30. Veja-se também o AC STA de 09-05-2019 do já mencionado Relator: Fonseca da Paz, AC do STA de 12-05-2016 mas agora da relatora ANA PAULA PORTELA, AC de 30.01.2013 do Relator ALBERTO AUGUSTO OLIVEIRA;
31. Deste Doutrinado Tribunal, que embora estejamos a expor o defendido em sede de conclusões, não se pode deixar de transcrever:
Ac do TCA do Sul de 15-02-2018 do Relator PAULO PEREIRA GOUVEIA defende que « A lei atual (nº 1 e 5 do artigo 54º da Lei nº 96/2015), tal como a anterior, exige a assinatura individual de cada documento (que não de cada página), de cada documento autónomo, normalmente correspondente a um ficheiro informático. (…) um ficheiro informático, zip ou mesmo pdf, pode conter vários documentos diferentes ou autónomos, como se passa no caso presente. (…) Pelo que, tendo a contra-interessada apresentado vários documentos agregados num só ficheiro pdf, tinha o dever legal de previamente assinar digitalmente cada um dos documentos autónomos (…)sua proposta tinha de ser excluída, , ao abrigo dos artigos 62º/4 e 146º/2-l) do CCP.» negrito nosso
32. Neste sentido também do mesmo Relator veja-se o Ac de 19-06-2019 e do já do Ac TCA Norte de 26-01-2018 e de 17-02-2015, ambos do Relator Luís Migueis Garcia e entre outras decisões na mesma linha jurisprudencial, alguma oportunamente acima transcritas.

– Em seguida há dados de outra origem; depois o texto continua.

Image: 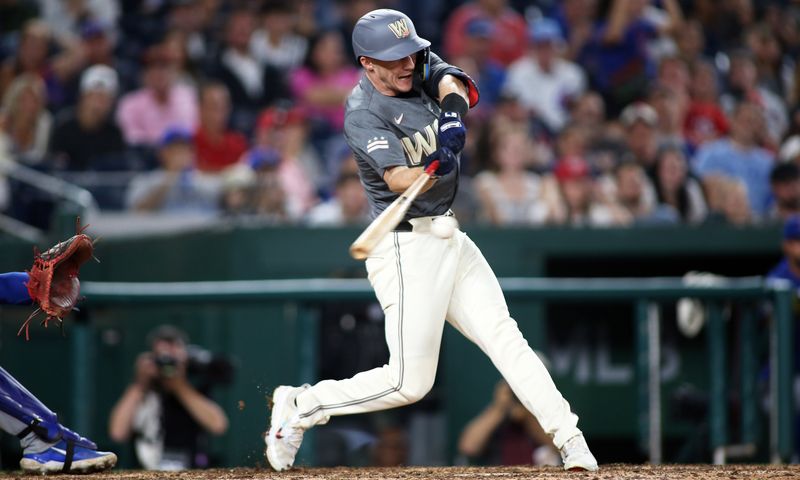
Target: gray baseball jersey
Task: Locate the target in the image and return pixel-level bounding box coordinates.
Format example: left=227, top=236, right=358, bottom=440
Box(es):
left=344, top=54, right=477, bottom=219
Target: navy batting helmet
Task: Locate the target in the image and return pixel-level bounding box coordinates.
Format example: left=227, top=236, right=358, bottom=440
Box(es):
left=353, top=8, right=431, bottom=78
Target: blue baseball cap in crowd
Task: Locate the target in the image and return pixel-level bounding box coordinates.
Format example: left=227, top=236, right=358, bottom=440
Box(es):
left=464, top=18, right=493, bottom=38
left=528, top=17, right=564, bottom=43
left=246, top=148, right=281, bottom=170
left=783, top=215, right=800, bottom=240
left=80, top=20, right=108, bottom=40
left=158, top=127, right=193, bottom=147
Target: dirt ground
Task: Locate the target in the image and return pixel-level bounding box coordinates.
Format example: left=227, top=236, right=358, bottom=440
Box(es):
left=0, top=464, right=800, bottom=480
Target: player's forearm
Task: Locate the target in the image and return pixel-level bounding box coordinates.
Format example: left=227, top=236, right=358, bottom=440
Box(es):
left=174, top=382, right=228, bottom=435
left=383, top=167, right=436, bottom=193
left=439, top=75, right=469, bottom=105
left=108, top=383, right=144, bottom=442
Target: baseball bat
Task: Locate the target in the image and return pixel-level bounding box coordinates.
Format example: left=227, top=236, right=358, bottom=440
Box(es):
left=350, top=160, right=439, bottom=260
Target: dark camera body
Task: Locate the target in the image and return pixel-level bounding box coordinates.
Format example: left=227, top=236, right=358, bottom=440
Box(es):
left=155, top=355, right=178, bottom=378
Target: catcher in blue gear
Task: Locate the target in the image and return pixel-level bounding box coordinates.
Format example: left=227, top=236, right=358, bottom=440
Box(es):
left=0, top=233, right=117, bottom=474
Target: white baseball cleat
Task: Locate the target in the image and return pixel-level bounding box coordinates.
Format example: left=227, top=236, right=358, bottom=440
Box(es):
left=264, top=386, right=308, bottom=472
left=561, top=433, right=598, bottom=472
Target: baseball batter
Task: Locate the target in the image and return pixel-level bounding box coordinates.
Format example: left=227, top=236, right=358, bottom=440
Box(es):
left=265, top=9, right=597, bottom=470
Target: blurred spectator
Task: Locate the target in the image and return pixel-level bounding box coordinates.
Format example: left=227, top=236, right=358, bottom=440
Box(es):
left=214, top=10, right=288, bottom=132
left=108, top=325, right=232, bottom=470
left=654, top=146, right=708, bottom=224
left=246, top=148, right=292, bottom=224
left=161, top=30, right=203, bottom=89
left=67, top=21, right=139, bottom=100
left=250, top=0, right=308, bottom=71
left=745, top=23, right=787, bottom=96
left=554, top=0, right=598, bottom=60
left=117, top=45, right=198, bottom=146
left=721, top=50, right=789, bottom=148
left=332, top=0, right=376, bottom=68
left=474, top=127, right=563, bottom=225
left=289, top=30, right=361, bottom=137
left=49, top=65, right=125, bottom=171
left=614, top=160, right=656, bottom=224
left=556, top=123, right=588, bottom=164
left=675, top=19, right=706, bottom=65
left=444, top=0, right=528, bottom=66
left=570, top=91, right=606, bottom=142
left=648, top=84, right=689, bottom=149
left=0, top=19, right=83, bottom=107
left=703, top=174, right=756, bottom=226
left=693, top=102, right=774, bottom=217
left=194, top=82, right=247, bottom=172
left=126, top=128, right=221, bottom=215
left=504, top=18, right=586, bottom=132
left=220, top=162, right=256, bottom=217
left=693, top=0, right=755, bottom=52
left=167, top=0, right=222, bottom=70
left=553, top=157, right=628, bottom=227
left=253, top=107, right=323, bottom=220
left=580, top=0, right=683, bottom=115
left=606, top=102, right=659, bottom=207
left=0, top=73, right=53, bottom=164
left=655, top=56, right=691, bottom=94
left=683, top=61, right=729, bottom=149
left=307, top=155, right=370, bottom=227
left=39, top=0, right=120, bottom=41
left=767, top=215, right=800, bottom=292
left=619, top=102, right=659, bottom=173
left=769, top=163, right=800, bottom=221
left=458, top=380, right=561, bottom=466
left=453, top=18, right=506, bottom=114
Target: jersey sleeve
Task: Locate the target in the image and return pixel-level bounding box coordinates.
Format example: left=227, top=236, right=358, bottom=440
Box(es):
left=344, top=110, right=406, bottom=177
left=422, top=52, right=481, bottom=108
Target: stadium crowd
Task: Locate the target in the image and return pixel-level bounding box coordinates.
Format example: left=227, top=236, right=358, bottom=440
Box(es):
left=0, top=0, right=800, bottom=227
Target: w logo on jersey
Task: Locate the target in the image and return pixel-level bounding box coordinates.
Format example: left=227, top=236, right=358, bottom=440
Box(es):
left=388, top=18, right=411, bottom=39
left=402, top=119, right=439, bottom=165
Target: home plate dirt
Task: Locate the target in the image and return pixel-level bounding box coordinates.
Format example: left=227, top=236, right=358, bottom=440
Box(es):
left=7, top=464, right=800, bottom=480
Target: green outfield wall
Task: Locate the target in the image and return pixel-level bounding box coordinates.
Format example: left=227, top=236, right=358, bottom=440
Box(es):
left=0, top=225, right=780, bottom=466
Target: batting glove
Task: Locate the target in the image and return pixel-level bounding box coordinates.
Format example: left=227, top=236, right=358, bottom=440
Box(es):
left=438, top=93, right=469, bottom=153
left=423, top=147, right=458, bottom=176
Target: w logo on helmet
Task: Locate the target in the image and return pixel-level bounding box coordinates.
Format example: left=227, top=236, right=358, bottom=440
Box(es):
left=388, top=18, right=410, bottom=38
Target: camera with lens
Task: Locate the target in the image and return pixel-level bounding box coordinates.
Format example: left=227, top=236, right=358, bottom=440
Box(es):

33. Entende a Recorrente com o respeito esperado e exigido que o tribunal a quo analisou e julgou a matéria carreada á margem do espectável.
34. Entendeu o tribunal a quo que a mera assinatura autografa é suficiente mas que ainda assim a exigência demonstrada na assinatura de todos os documentos que compõem a proposta transcreve-se: «seria uma bizantinice formalista, que faria do procedimento pré-contratual meandros de “armadilhas” procedimentais, que teria como critério de adjudicação, não o preço mais baixo ou a proposta economicamente mais vantajosa, mas sim a proposta mais bem elaborada» negrito nosso.
Do Incidente
35. Veio ainda o tribunal a quo entender que a autora lançou mão de mecanismo processual que lhe é estranho, do ponto de vista subjectivo, pois que é o artigo 103..º - B;
36. Tal fato não corresponde á verdade.
37. A A. peticionou o acionamento, á cautela, da suspensão automática mencionando de forma expressa o art. 103º-A do CPTA.
38. Mais reforçando que atendendo a que o A. propões a presente ação dentro do prazo de 10 dias da notificação da adjudicação dos trabalhos à concorrente.
39. Mencionou somente ao longo da sua peça processual no ponto 68º do seu articulado que se transcreve:
«A A. requer a aplicação stand still fixado pela CPTA no seu nº 1 do art. 103º-A, atendendo a que o A. propões a presente ação dentro do prazo de 10 dias da notificação da adjudicação a todos os concorrentes.»
40. Aquando do envio da peça foi notificada via telefone pela secretaria do tribunal que informou a falta de pagamento de uma taxa de justiça.
41. Foi de imediato liquidada e paga a respetiva taxa de justiça.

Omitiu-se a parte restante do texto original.